Dün akşam final yaptı Kuzey&Güney… İki sezonda, tam tadında… Gereksiz yere uzatmadılar, hikâyeyi şahane bir şekilde toparladılar…

Son zamanlarda seyrettiğim en iyi finaldi... İzleyicinin tam istediği gibi bitirdiler, ama ters köşe yapıp yüreklerimizi ağzımıza getirmeyi de ihmal etmediler…

Senaryo kimilerinin eleştirilerine rağmen, çok iyiydi bana göre... Hikâye çok güçlüydü… Karakterler çok iyi sunuldu bize… Ece Yörenç ve Melek Gençoğlu, bu defa diğer senaryolarını da aştılar benim görüşüm… Yürekleri uzun ömürlü, kalemleri güçlü olsun…
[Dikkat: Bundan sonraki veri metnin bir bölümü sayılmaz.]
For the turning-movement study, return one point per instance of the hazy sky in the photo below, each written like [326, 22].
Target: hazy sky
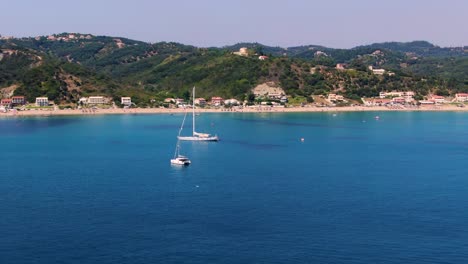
[333, 23]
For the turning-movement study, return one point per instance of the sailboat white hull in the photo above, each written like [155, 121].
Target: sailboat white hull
[181, 160]
[211, 138]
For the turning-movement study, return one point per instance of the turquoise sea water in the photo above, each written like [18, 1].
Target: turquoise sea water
[100, 189]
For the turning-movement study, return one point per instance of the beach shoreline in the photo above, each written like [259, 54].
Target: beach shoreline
[262, 109]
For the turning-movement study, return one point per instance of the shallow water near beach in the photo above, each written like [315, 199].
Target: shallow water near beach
[356, 189]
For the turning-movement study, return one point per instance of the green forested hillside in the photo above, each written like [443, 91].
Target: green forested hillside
[67, 66]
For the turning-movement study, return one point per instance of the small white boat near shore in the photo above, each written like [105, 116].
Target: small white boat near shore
[180, 159]
[196, 136]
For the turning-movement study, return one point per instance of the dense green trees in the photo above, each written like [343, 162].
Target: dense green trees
[65, 70]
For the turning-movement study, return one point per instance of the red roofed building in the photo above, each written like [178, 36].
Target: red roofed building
[217, 100]
[437, 99]
[18, 100]
[461, 97]
[5, 102]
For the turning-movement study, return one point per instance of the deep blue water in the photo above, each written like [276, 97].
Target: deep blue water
[100, 189]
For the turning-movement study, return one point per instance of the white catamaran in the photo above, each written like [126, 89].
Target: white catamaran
[196, 136]
[180, 159]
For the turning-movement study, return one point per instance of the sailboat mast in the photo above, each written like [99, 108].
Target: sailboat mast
[193, 112]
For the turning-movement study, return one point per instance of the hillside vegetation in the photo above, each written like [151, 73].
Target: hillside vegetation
[65, 67]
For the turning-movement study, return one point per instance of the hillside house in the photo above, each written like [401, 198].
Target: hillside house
[42, 101]
[437, 99]
[200, 101]
[461, 97]
[231, 101]
[6, 102]
[217, 101]
[126, 101]
[97, 100]
[335, 97]
[18, 100]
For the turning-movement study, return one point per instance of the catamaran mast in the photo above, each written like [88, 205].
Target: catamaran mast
[193, 112]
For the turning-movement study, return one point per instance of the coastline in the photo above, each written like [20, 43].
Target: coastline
[120, 111]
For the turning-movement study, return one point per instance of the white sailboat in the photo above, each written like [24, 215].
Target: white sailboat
[180, 159]
[196, 136]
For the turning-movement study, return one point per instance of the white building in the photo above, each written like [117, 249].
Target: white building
[97, 100]
[42, 101]
[437, 99]
[127, 101]
[231, 102]
[335, 97]
[200, 101]
[461, 97]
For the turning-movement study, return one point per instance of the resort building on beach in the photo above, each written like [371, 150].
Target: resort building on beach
[437, 99]
[396, 94]
[335, 98]
[268, 90]
[42, 101]
[6, 102]
[127, 101]
[216, 100]
[179, 101]
[461, 97]
[200, 101]
[18, 100]
[231, 101]
[94, 100]
[376, 101]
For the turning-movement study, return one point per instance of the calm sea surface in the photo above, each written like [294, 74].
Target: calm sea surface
[100, 189]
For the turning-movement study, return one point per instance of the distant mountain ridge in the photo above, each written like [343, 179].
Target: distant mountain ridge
[69, 65]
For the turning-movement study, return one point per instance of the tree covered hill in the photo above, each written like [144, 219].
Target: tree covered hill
[67, 66]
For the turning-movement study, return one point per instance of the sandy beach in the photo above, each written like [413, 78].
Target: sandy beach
[262, 109]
Kıvanç Tatlıtuğ’un oyunculuğunu zirveye taşıdığı Kuzey karakterinde, anladık ki oyuncu olmak yürekten gelen bir beceriymiş öncelikle… Buğra Gülsoy, Güney ile tanıştırdı bizi ve her ikisi de son sahneye kadar karakterlerinin hakkını verdiler… Ben iki sezon boyunca en çok, Kuzey ile Güney’in karşılıklı sahnelerinden keyif aldım…

Çok fazla eleştirilen Öykü Karayel, ilk başlarda Cemre karakterine hiç yakıştırılmasa da, ben yazdığım yazılardan birinde onun için “dinledikçe değeri anlaşılan şarkılar gibi” demiştim… Gerçekten de bu dediğim gibi çıktı… Cemre karakterinde öylesine başarılı oldu ki, onu eleştirenlere de en güzel cevabı bu şekilde verdi…
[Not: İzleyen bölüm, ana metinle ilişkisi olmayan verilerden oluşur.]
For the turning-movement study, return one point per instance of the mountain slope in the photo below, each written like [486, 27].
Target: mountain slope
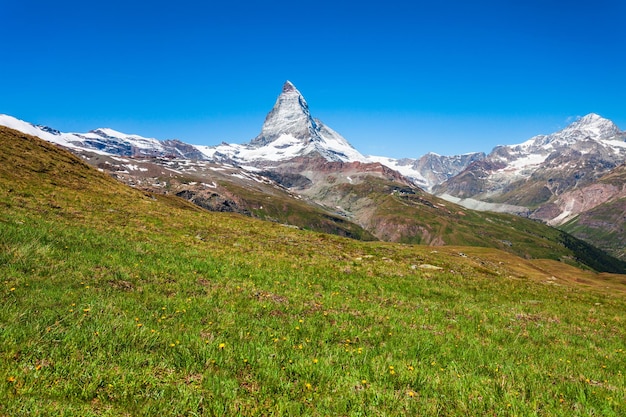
[537, 171]
[554, 178]
[110, 294]
[289, 131]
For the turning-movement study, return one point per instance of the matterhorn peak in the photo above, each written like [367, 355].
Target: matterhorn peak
[290, 129]
[289, 87]
[289, 116]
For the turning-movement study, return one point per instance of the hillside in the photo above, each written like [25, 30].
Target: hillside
[604, 223]
[121, 302]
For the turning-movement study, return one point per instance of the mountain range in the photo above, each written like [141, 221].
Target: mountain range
[301, 172]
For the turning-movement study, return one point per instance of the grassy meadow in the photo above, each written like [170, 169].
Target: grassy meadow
[116, 302]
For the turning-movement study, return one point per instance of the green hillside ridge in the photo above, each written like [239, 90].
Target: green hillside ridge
[121, 302]
[396, 213]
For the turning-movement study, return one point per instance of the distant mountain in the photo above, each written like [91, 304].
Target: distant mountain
[554, 178]
[430, 169]
[289, 132]
[105, 140]
[300, 172]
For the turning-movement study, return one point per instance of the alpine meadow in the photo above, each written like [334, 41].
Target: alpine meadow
[119, 301]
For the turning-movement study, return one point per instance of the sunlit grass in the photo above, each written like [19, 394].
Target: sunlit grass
[119, 303]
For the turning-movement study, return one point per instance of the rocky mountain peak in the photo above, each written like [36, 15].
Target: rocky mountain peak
[289, 87]
[289, 116]
[593, 126]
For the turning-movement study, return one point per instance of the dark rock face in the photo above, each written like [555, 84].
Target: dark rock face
[212, 202]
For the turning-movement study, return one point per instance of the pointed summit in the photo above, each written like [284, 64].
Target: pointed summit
[593, 126]
[290, 129]
[289, 116]
[288, 87]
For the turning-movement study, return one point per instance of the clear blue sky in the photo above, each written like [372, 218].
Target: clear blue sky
[395, 78]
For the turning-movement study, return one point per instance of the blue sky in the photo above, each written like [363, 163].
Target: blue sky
[395, 78]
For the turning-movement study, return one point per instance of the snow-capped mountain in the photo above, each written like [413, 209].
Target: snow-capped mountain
[538, 171]
[430, 169]
[289, 131]
[106, 141]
Sadece onlar mı… Herkes ama herkes şahane karakterler sundu bize… Semra Dinçer, Hale Soygazi ve Zerrin Tekindor, üç farklı anneyi nasılda güzel anlattılar bize… Banu karakterinde, çok başarılıydı Bade Sualp örneğin… Güney’in sadece bakışıyla oynadığı pek çok sahneyi ağzım açık izledim… Kuzey’in tavırlarında, konuşmasında, küfür edişinde bile hayran bıraktı bizi kendine Kıvanç Tatlıtuğ… Zeynep karakterinde Merve Boluğur, yine kötü kalp nasıl olur başarıyla gösterdi bize… Öykü Karayel ise, o kadar doğaldı, o kadar içimizden biri oldu ki, her duyguyu sanki beraber yaşadık, onunla ağladık onunla güldük…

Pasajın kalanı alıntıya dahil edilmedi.